Le 11/02/2021, la division d’opposition rend la présente
DÉCISION:
1) L’opposition no B 3 110 503 est accueillie pour tous les produits contestés.
La demande de marque de l’Union européenne no 18 152 901 est rejetée dans son intégralité.
La demanderesse supporte les frais, fixés à 620 EUR.
MOTIFS
L’opposante a formé une opposition contre tous les produits de la demande de marque de l’Union européenne no 18 152 901 «LANTHOME» (marque verbale), à savoir contre tous les produits compris dans la classe 3.L’opposition est fondée, entre autres, sur l’enregistrement international de la marque désignant l’Autriche, le Benelux, la Bulgarie, la République tchèque, l’Allemagne, la Hongrie, l’Italie, le Portugal, la Roumanie, la Slovaquie, la Slovénie et l’Espagne no 164 395 «LANCÔME» (marque figurative).L’opposante a invoqué l’article 8, paragraphe 1, point b), du RMUE et l’article 8, paragraphe 5, du RMUE.

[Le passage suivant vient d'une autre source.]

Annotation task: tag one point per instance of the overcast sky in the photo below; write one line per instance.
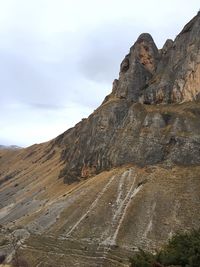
(58, 58)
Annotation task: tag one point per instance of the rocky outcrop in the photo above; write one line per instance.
(130, 126)
(171, 75)
(143, 143)
(122, 132)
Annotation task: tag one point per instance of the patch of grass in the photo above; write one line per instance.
(183, 249)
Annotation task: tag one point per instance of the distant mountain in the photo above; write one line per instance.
(12, 147)
(128, 176)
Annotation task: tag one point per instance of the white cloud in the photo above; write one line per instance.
(58, 57)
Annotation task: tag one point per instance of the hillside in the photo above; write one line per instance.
(125, 177)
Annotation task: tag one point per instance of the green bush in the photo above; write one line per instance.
(183, 249)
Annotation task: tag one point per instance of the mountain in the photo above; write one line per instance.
(125, 177)
(13, 147)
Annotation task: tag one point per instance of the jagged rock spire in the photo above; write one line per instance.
(171, 75)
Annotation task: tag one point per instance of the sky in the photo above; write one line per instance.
(58, 58)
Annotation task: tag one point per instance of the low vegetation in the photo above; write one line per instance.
(183, 250)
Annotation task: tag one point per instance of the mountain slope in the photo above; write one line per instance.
(125, 177)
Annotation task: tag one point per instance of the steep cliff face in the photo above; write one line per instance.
(122, 132)
(124, 129)
(130, 170)
(170, 75)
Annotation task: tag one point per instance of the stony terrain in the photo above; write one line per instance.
(125, 177)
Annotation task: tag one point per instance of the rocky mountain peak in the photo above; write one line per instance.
(131, 169)
(170, 75)
(124, 129)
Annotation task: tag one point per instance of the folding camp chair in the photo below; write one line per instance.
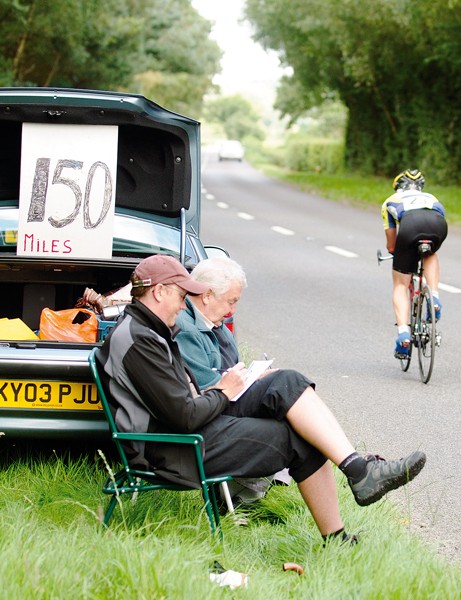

Risque de confusion — article 8, paragraphe 1, point b), du RMUE
Constitue un risque de confusion le risque que le public puisse croire que les produits ou les services en cause, dans l’hypothèse où ils portent les marques en question, proviennent de la même entreprise ou, le cas échéant, d’entreprises liées économiquement.L’existence d’un risque de confusion dépend de l’appréciation, lors d’une évaluation globale, de plusieurs facteurs interdépendants.Ces facteurs incluent la similitude des signes, la similitude des produits et services, le caractère distinctif de la marque antérieure, les éléments distinctifs et dominants des signes en conflit et le public pertinent.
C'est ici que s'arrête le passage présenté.